A temporada de convenções partidárias, etapa crucial para a oficialização das candidaturas à Presidência da República, começa nesta segunda-feira (20) em meio a indefinições sobre parte das chapas. Dos cinco principais pré-candidatos ao Palácio do Planalto, apenas Lula (PT), Ronaldo Caiado (PSD) e Renan Santos (Missão) já anunciaram seus companheiros de chapa. A maior apreensão reside nas candidaturas de Flávio Bolsonaro (PL) e Romeu Zema (Novo), que correm contra o tempo para fechar alianças estratégicas.

As convenções, que se estenderão até 5 de agosto, são o momento em que os partidos e federações formalizam suas candidaturas, definem os vice-presidentes e aprovam coligações para a disputa eleitoral de outubro. Posteriormente, os nomes oficializados deverão ser submetidos à Justiça Eleitoral para registro, com prazo final em 15 de agosto.

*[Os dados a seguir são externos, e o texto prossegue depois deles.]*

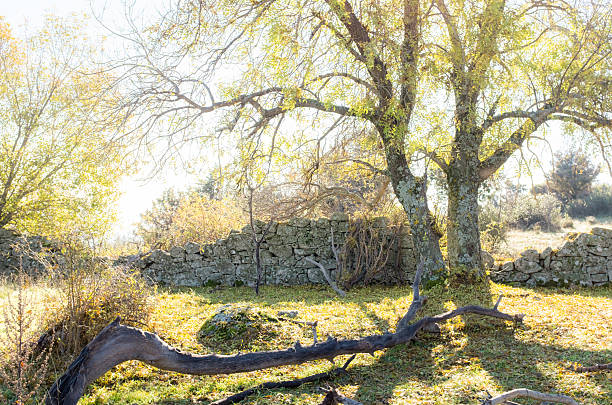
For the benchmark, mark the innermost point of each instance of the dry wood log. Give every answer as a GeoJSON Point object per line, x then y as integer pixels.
{"type": "Point", "coordinates": [333, 398]}
{"type": "Point", "coordinates": [589, 369]}
{"type": "Point", "coordinates": [118, 343]}
{"type": "Point", "coordinates": [525, 393]}
{"type": "Point", "coordinates": [284, 384]}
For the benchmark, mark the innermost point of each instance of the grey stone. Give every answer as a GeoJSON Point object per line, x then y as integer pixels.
{"type": "Point", "coordinates": [603, 232]}
{"type": "Point", "coordinates": [531, 255]}
{"type": "Point", "coordinates": [525, 266]}
{"type": "Point", "coordinates": [599, 278]}
{"type": "Point", "coordinates": [192, 247]}
{"type": "Point", "coordinates": [177, 252]}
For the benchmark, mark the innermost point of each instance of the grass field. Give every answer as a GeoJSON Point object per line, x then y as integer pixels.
{"type": "Point", "coordinates": [561, 327]}
{"type": "Point", "coordinates": [517, 240]}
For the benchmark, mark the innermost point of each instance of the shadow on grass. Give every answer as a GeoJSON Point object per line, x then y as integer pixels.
{"type": "Point", "coordinates": [489, 350]}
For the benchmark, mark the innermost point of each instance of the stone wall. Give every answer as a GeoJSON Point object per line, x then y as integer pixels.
{"type": "Point", "coordinates": [585, 259]}
{"type": "Point", "coordinates": [231, 261]}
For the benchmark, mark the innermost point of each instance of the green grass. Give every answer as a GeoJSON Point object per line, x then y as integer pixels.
{"type": "Point", "coordinates": [519, 240]}
{"type": "Point", "coordinates": [469, 358]}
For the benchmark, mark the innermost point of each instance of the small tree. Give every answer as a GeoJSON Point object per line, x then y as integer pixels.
{"type": "Point", "coordinates": [59, 165]}
{"type": "Point", "coordinates": [572, 176]}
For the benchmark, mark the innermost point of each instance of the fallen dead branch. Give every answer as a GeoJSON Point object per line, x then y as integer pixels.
{"type": "Point", "coordinates": [284, 384]}
{"type": "Point", "coordinates": [118, 343]}
{"type": "Point", "coordinates": [525, 393]}
{"type": "Point", "coordinates": [333, 398]}
{"type": "Point", "coordinates": [593, 368]}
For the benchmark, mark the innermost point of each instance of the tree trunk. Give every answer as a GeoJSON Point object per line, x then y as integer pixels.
{"type": "Point", "coordinates": [411, 191]}
{"type": "Point", "coordinates": [463, 235]}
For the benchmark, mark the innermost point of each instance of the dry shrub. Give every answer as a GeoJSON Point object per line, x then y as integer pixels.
{"type": "Point", "coordinates": [41, 334]}
{"type": "Point", "coordinates": [371, 248]}
{"type": "Point", "coordinates": [23, 368]}
{"type": "Point", "coordinates": [92, 295]}
{"type": "Point", "coordinates": [190, 217]}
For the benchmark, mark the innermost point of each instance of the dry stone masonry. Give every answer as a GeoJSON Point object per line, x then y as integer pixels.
{"type": "Point", "coordinates": [585, 259]}
{"type": "Point", "coordinates": [231, 261]}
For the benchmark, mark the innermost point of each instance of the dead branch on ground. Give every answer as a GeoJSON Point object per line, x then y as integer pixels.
{"type": "Point", "coordinates": [118, 343]}
{"type": "Point", "coordinates": [506, 397]}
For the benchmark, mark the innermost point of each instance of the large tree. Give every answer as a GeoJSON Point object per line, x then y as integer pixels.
{"type": "Point", "coordinates": [464, 84]}
{"type": "Point", "coordinates": [57, 166]}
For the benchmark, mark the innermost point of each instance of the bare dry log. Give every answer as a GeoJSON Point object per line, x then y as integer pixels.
{"type": "Point", "coordinates": [526, 393]}
{"type": "Point", "coordinates": [593, 368]}
{"type": "Point", "coordinates": [118, 343]}
{"type": "Point", "coordinates": [327, 276]}
{"type": "Point", "coordinates": [333, 398]}
{"type": "Point", "coordinates": [284, 384]}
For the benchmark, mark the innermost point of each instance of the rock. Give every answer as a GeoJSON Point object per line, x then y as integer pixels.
{"type": "Point", "coordinates": [528, 267]}
{"type": "Point", "coordinates": [339, 217]}
{"type": "Point", "coordinates": [603, 232]}
{"type": "Point", "coordinates": [177, 252]}
{"type": "Point", "coordinates": [238, 327]}
{"type": "Point", "coordinates": [599, 278]}
{"type": "Point", "coordinates": [288, 314]}
{"type": "Point", "coordinates": [192, 248]}
{"type": "Point", "coordinates": [531, 255]}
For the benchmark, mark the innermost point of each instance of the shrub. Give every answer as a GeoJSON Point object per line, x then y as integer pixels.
{"type": "Point", "coordinates": [572, 177]}
{"type": "Point", "coordinates": [91, 295]}
{"type": "Point", "coordinates": [597, 203]}
{"type": "Point", "coordinates": [529, 212]}
{"type": "Point", "coordinates": [23, 369]}
{"type": "Point", "coordinates": [176, 219]}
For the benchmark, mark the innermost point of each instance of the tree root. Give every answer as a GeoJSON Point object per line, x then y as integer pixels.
{"type": "Point", "coordinates": [284, 384]}
{"type": "Point", "coordinates": [593, 368]}
{"type": "Point", "coordinates": [506, 397]}
{"type": "Point", "coordinates": [118, 343]}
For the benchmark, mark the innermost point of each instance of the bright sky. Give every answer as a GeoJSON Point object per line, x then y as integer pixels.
{"type": "Point", "coordinates": [138, 193]}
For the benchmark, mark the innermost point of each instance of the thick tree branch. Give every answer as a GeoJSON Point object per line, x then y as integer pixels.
{"type": "Point", "coordinates": [525, 393]}
{"type": "Point", "coordinates": [284, 384]}
{"type": "Point", "coordinates": [118, 343]}
{"type": "Point", "coordinates": [328, 278]}
{"type": "Point", "coordinates": [360, 36]}
{"type": "Point", "coordinates": [491, 164]}
{"type": "Point", "coordinates": [589, 369]}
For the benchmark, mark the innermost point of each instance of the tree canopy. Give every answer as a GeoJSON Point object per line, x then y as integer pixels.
{"type": "Point", "coordinates": [463, 84]}
{"type": "Point", "coordinates": [58, 167]}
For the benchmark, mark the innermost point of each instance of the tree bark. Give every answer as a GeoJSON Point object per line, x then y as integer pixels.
{"type": "Point", "coordinates": [464, 250]}
{"type": "Point", "coordinates": [411, 192]}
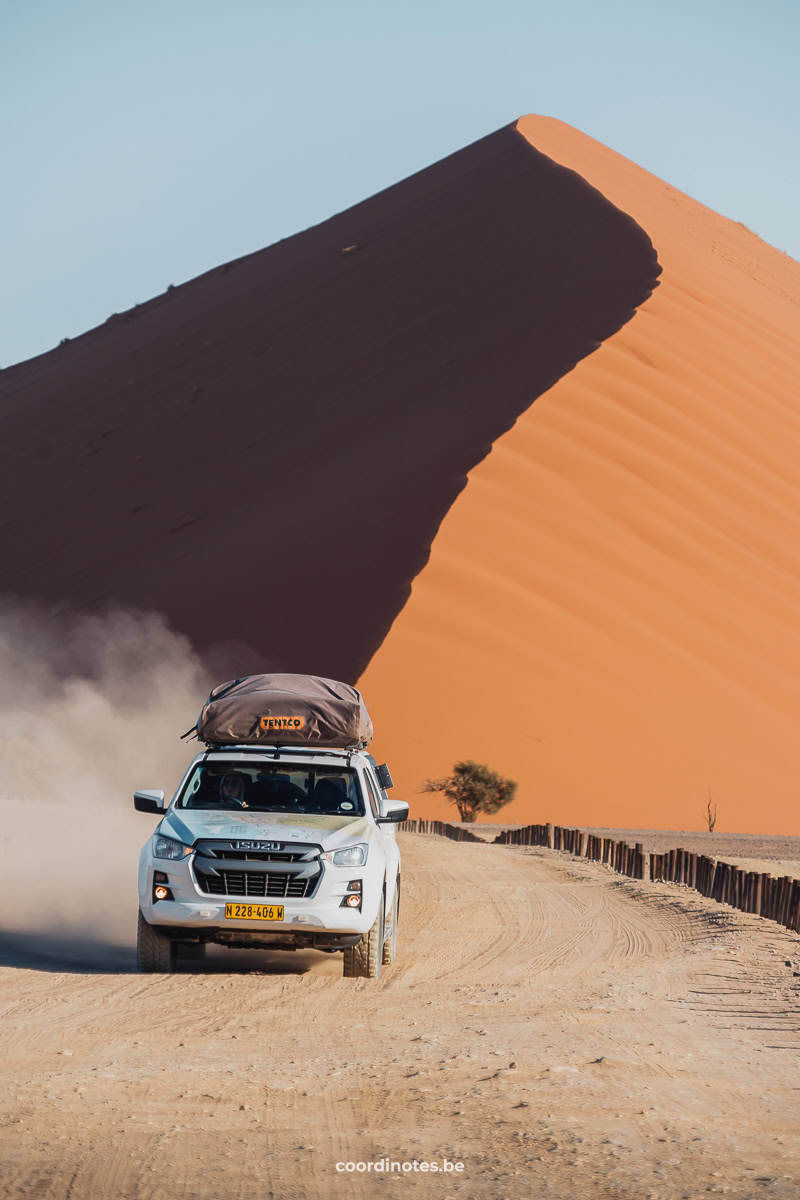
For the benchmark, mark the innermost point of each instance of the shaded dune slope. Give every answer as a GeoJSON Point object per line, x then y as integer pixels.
{"type": "Point", "coordinates": [609, 613]}
{"type": "Point", "coordinates": [265, 454]}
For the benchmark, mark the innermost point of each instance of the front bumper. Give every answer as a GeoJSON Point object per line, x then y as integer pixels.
{"type": "Point", "coordinates": [305, 918]}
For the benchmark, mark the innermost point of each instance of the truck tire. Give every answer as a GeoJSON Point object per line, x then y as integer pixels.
{"type": "Point", "coordinates": [366, 960]}
{"type": "Point", "coordinates": [154, 952]}
{"type": "Point", "coordinates": [390, 945]}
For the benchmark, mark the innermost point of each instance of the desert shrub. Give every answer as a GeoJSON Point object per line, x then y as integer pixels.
{"type": "Point", "coordinates": [474, 787]}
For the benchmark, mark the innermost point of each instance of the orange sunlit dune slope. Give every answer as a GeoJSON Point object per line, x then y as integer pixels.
{"type": "Point", "coordinates": [609, 612]}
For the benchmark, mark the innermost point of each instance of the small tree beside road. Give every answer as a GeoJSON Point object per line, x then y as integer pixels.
{"type": "Point", "coordinates": [474, 787]}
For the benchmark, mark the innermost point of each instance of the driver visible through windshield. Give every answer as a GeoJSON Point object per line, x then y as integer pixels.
{"type": "Point", "coordinates": [284, 787]}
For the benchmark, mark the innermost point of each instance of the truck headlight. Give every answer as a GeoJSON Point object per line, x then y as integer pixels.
{"type": "Point", "coordinates": [350, 856]}
{"type": "Point", "coordinates": [166, 847]}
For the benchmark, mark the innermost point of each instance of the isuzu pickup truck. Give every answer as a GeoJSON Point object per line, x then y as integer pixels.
{"type": "Point", "coordinates": [272, 847]}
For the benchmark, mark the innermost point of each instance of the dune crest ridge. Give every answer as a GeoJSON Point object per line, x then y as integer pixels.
{"type": "Point", "coordinates": [264, 454]}
{"type": "Point", "coordinates": [609, 609]}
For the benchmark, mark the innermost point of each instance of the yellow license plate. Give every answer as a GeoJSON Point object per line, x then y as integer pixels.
{"type": "Point", "coordinates": [254, 911]}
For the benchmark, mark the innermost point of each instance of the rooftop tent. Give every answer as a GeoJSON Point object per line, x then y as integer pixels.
{"type": "Point", "coordinates": [284, 709]}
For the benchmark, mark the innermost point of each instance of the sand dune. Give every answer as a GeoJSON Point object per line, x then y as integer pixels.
{"type": "Point", "coordinates": [265, 453]}
{"type": "Point", "coordinates": [609, 611]}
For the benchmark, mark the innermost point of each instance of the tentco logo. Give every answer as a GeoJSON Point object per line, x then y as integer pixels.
{"type": "Point", "coordinates": [283, 723]}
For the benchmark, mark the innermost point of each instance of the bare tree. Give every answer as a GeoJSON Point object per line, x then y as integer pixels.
{"type": "Point", "coordinates": [711, 813]}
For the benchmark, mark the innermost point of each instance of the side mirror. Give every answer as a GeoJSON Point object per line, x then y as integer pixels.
{"type": "Point", "coordinates": [149, 801]}
{"type": "Point", "coordinates": [385, 777]}
{"type": "Point", "coordinates": [395, 811]}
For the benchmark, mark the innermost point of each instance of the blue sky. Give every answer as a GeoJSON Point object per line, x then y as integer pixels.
{"type": "Point", "coordinates": [144, 143]}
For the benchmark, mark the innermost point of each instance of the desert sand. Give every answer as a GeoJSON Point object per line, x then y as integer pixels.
{"type": "Point", "coordinates": [572, 1035]}
{"type": "Point", "coordinates": [265, 453]}
{"type": "Point", "coordinates": [609, 610]}
{"type": "Point", "coordinates": [275, 456]}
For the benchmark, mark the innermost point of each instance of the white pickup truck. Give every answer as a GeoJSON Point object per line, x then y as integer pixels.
{"type": "Point", "coordinates": [272, 847]}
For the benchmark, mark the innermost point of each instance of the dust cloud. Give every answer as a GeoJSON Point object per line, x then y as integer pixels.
{"type": "Point", "coordinates": [91, 708]}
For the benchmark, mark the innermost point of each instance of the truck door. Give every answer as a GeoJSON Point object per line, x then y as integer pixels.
{"type": "Point", "coordinates": [388, 835]}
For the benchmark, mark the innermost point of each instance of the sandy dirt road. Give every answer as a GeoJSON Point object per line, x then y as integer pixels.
{"type": "Point", "coordinates": [559, 1031]}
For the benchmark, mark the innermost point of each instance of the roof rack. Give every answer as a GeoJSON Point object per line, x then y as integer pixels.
{"type": "Point", "coordinates": [266, 749]}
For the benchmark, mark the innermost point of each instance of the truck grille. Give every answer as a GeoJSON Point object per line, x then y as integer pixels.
{"type": "Point", "coordinates": [262, 856]}
{"type": "Point", "coordinates": [254, 883]}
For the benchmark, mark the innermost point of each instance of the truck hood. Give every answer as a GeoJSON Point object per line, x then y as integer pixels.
{"type": "Point", "coordinates": [329, 832]}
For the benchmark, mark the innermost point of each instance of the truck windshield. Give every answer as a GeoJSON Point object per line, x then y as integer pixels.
{"type": "Point", "coordinates": [283, 787]}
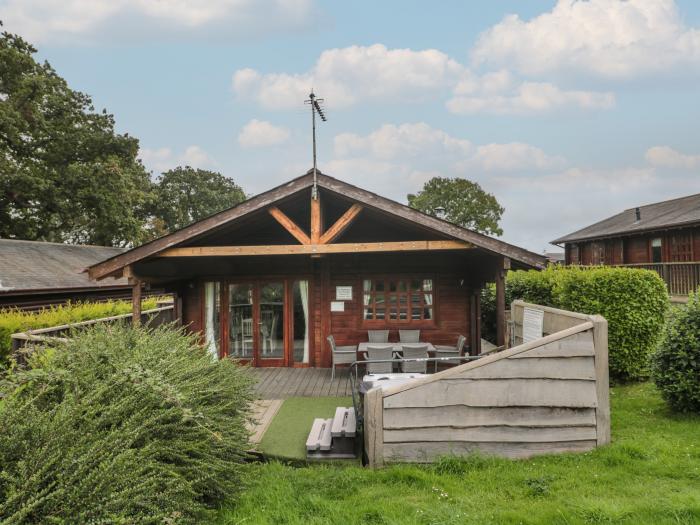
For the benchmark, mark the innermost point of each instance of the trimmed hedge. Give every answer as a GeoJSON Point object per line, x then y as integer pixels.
{"type": "Point", "coordinates": [676, 364]}
{"type": "Point", "coordinates": [634, 302]}
{"type": "Point", "coordinates": [122, 425]}
{"type": "Point", "coordinates": [13, 320]}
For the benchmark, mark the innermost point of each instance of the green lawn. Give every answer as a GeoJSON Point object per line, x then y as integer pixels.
{"type": "Point", "coordinates": [650, 474]}
{"type": "Point", "coordinates": [286, 435]}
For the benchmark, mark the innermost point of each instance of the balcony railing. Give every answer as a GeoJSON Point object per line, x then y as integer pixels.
{"type": "Point", "coordinates": [681, 278]}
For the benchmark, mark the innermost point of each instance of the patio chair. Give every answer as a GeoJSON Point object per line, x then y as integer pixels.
{"type": "Point", "coordinates": [341, 355]}
{"type": "Point", "coordinates": [451, 351]}
{"type": "Point", "coordinates": [383, 353]}
{"type": "Point", "coordinates": [415, 352]}
{"type": "Point", "coordinates": [409, 336]}
{"type": "Point", "coordinates": [378, 336]}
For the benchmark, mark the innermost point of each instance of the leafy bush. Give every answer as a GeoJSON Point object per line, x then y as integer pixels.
{"type": "Point", "coordinates": [633, 301]}
{"type": "Point", "coordinates": [676, 364]}
{"type": "Point", "coordinates": [121, 425]}
{"type": "Point", "coordinates": [13, 320]}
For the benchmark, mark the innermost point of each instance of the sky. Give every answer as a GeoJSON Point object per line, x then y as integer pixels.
{"type": "Point", "coordinates": [566, 111]}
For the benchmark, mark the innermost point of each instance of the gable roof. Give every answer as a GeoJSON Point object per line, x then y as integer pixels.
{"type": "Point", "coordinates": [268, 198]}
{"type": "Point", "coordinates": [30, 266]}
{"type": "Point", "coordinates": [672, 213]}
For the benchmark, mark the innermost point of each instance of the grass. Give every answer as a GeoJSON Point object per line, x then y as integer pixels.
{"type": "Point", "coordinates": [650, 474]}
{"type": "Point", "coordinates": [286, 436]}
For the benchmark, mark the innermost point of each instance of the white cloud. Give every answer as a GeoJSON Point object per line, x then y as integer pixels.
{"type": "Point", "coordinates": [420, 146]}
{"type": "Point", "coordinates": [610, 38]}
{"type": "Point", "coordinates": [526, 98]}
{"type": "Point", "coordinates": [666, 157]}
{"type": "Point", "coordinates": [163, 159]}
{"type": "Point", "coordinates": [87, 21]}
{"type": "Point", "coordinates": [406, 140]}
{"type": "Point", "coordinates": [348, 75]}
{"type": "Point", "coordinates": [257, 133]}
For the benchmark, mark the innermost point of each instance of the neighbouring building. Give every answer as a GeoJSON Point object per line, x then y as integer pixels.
{"type": "Point", "coordinates": [269, 279]}
{"type": "Point", "coordinates": [664, 236]}
{"type": "Point", "coordinates": [35, 274]}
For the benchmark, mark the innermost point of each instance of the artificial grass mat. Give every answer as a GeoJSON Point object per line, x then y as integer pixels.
{"type": "Point", "coordinates": [650, 474]}
{"type": "Point", "coordinates": [286, 436]}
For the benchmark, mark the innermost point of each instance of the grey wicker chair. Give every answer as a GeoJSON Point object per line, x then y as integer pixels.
{"type": "Point", "coordinates": [378, 336]}
{"type": "Point", "coordinates": [341, 355]}
{"type": "Point", "coordinates": [409, 336]}
{"type": "Point", "coordinates": [451, 351]}
{"type": "Point", "coordinates": [415, 352]}
{"type": "Point", "coordinates": [383, 353]}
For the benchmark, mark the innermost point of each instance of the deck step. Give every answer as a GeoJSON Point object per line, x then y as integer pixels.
{"type": "Point", "coordinates": [320, 437]}
{"type": "Point", "coordinates": [344, 423]}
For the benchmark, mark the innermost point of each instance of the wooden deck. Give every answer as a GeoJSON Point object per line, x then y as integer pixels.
{"type": "Point", "coordinates": [281, 383]}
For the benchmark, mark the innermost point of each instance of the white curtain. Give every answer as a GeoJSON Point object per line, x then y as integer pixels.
{"type": "Point", "coordinates": [210, 319]}
{"type": "Point", "coordinates": [304, 293]}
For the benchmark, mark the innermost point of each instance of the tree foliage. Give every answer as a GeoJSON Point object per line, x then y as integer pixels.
{"type": "Point", "coordinates": [184, 195]}
{"type": "Point", "coordinates": [465, 203]}
{"type": "Point", "coordinates": [65, 174]}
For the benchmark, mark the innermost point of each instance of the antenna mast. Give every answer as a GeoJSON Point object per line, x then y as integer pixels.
{"type": "Point", "coordinates": [315, 104]}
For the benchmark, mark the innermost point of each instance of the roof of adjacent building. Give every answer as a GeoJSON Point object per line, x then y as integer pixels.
{"type": "Point", "coordinates": [117, 263]}
{"type": "Point", "coordinates": [32, 266]}
{"type": "Point", "coordinates": [674, 213]}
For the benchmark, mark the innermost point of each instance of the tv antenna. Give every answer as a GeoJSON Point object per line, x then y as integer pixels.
{"type": "Point", "coordinates": [315, 104]}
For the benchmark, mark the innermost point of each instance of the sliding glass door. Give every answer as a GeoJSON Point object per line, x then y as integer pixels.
{"type": "Point", "coordinates": [271, 321]}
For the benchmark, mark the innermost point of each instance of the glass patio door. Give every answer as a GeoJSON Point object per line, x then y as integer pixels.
{"type": "Point", "coordinates": [256, 322]}
{"type": "Point", "coordinates": [271, 324]}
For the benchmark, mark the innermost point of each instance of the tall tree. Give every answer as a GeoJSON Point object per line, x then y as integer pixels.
{"type": "Point", "coordinates": [464, 203]}
{"type": "Point", "coordinates": [65, 175]}
{"type": "Point", "coordinates": [184, 195]}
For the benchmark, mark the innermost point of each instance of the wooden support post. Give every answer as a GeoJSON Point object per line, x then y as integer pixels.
{"type": "Point", "coordinates": [477, 317]}
{"type": "Point", "coordinates": [289, 225]}
{"type": "Point", "coordinates": [341, 224]}
{"type": "Point", "coordinates": [504, 265]}
{"type": "Point", "coordinates": [316, 220]}
{"type": "Point", "coordinates": [135, 301]}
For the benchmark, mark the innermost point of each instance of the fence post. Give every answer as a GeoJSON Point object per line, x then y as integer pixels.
{"type": "Point", "coordinates": [602, 379]}
{"type": "Point", "coordinates": [374, 427]}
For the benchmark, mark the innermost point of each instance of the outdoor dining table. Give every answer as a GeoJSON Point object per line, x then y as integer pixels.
{"type": "Point", "coordinates": [397, 347]}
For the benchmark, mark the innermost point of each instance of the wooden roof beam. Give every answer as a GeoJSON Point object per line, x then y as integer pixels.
{"type": "Point", "coordinates": [314, 249]}
{"type": "Point", "coordinates": [341, 224]}
{"type": "Point", "coordinates": [289, 225]}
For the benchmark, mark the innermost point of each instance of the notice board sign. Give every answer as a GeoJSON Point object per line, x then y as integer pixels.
{"type": "Point", "coordinates": [343, 293]}
{"type": "Point", "coordinates": [533, 321]}
{"type": "Point", "coordinates": [337, 306]}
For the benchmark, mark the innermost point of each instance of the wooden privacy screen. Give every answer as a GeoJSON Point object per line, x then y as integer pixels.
{"type": "Point", "coordinates": [545, 396]}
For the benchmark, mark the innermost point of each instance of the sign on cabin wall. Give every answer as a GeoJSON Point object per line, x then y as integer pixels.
{"type": "Point", "coordinates": [343, 293]}
{"type": "Point", "coordinates": [337, 306]}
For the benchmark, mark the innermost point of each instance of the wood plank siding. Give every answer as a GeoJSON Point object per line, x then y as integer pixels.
{"type": "Point", "coordinates": [451, 276]}
{"type": "Point", "coordinates": [677, 245]}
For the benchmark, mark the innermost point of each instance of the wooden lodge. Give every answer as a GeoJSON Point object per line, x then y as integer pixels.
{"type": "Point", "coordinates": [664, 237]}
{"type": "Point", "coordinates": [36, 274]}
{"type": "Point", "coordinates": [269, 279]}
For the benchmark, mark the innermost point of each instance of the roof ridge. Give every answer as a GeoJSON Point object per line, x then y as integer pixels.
{"type": "Point", "coordinates": [663, 202]}
{"type": "Point", "coordinates": [54, 243]}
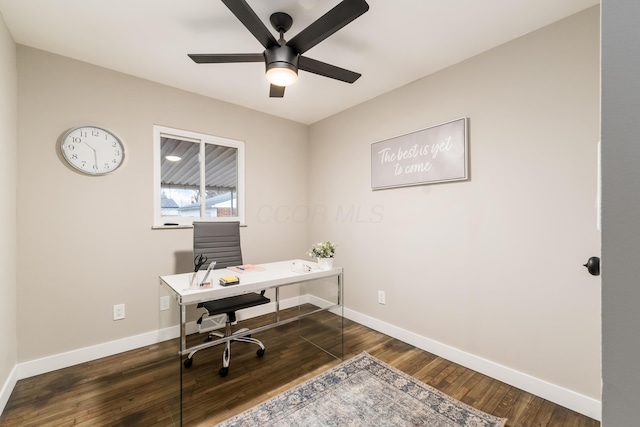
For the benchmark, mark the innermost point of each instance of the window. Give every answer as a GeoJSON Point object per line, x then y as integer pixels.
{"type": "Point", "coordinates": [197, 178]}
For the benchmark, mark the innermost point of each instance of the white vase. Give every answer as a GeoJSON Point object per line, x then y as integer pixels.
{"type": "Point", "coordinates": [325, 263]}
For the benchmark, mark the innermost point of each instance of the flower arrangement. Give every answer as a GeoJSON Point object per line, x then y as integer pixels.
{"type": "Point", "coordinates": [323, 250]}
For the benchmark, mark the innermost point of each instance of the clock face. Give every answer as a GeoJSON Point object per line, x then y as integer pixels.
{"type": "Point", "coordinates": [92, 150]}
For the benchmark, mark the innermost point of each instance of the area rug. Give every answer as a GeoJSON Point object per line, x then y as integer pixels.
{"type": "Point", "coordinates": [363, 391]}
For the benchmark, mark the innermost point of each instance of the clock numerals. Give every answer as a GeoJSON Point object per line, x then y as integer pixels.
{"type": "Point", "coordinates": [85, 149]}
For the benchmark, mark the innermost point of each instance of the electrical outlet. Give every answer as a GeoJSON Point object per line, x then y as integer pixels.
{"type": "Point", "coordinates": [118, 311]}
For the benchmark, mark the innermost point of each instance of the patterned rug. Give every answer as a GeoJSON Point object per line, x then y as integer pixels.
{"type": "Point", "coordinates": [363, 391]}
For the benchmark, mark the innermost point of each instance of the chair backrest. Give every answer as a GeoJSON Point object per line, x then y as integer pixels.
{"type": "Point", "coordinates": [218, 241]}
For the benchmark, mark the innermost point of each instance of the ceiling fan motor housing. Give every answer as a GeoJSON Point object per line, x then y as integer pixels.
{"type": "Point", "coordinates": [281, 57]}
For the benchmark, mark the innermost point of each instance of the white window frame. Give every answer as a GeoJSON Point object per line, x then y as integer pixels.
{"type": "Point", "coordinates": [162, 131]}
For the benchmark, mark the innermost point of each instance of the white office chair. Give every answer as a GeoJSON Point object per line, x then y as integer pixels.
{"type": "Point", "coordinates": [220, 242]}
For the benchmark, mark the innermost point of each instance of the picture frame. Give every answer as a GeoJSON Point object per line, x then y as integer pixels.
{"type": "Point", "coordinates": [431, 155]}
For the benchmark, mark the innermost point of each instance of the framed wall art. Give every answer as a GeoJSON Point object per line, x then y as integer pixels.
{"type": "Point", "coordinates": [428, 156]}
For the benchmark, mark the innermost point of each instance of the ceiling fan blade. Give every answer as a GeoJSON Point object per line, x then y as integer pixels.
{"type": "Point", "coordinates": [327, 70]}
{"type": "Point", "coordinates": [276, 91]}
{"type": "Point", "coordinates": [224, 58]}
{"type": "Point", "coordinates": [327, 24]}
{"type": "Point", "coordinates": [249, 19]}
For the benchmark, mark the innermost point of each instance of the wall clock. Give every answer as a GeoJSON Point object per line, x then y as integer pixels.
{"type": "Point", "coordinates": [92, 150]}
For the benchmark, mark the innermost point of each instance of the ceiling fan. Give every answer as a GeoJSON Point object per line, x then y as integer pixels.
{"type": "Point", "coordinates": [284, 58]}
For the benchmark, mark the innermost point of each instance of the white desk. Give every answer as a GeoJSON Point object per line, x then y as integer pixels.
{"type": "Point", "coordinates": [274, 275]}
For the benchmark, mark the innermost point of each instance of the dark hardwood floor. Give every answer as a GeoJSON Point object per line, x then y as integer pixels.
{"type": "Point", "coordinates": [141, 387]}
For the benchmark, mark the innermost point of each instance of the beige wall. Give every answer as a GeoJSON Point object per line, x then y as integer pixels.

No caso de Flávio Bolsonaro, a indefinição do vice está atrelada a negociações para ampliar sua base de apoio. O senador tem sinalizado preferência por uma mulher na vaga, visando aumentar a aceitação entre o eleitorado feminino. Nomes como a deputada federal Simone Marquetto (PP-SP) e a ex-presidente da Caixa Econômica Federal, Daniella Marques (Republicanos), foram mencionados em conversas. No entanto, o apoio do Progressistas, federação que compõe a União Progressista com o União Brasil, encontra resistência interna, com a tendência de neutralidade na corrida presidencial sendo considerada.

Paralelamente, o Republicanos também é alvo de articulações, embora a legenda negue veementemente qualquer negociação ou acordo prévio, inclusive sobre a indicação de seu presidente, Marcos Pereira, ao Supremo Tribunal Federal (STF). A pré-campanha de Bolsonaro tem enfrentado desgastes recentes, e o presidente do PL, Valdemar Costa Neto, reiterou que os critérios para a escolha do vice se resumem a "carisma, prestígio e votos".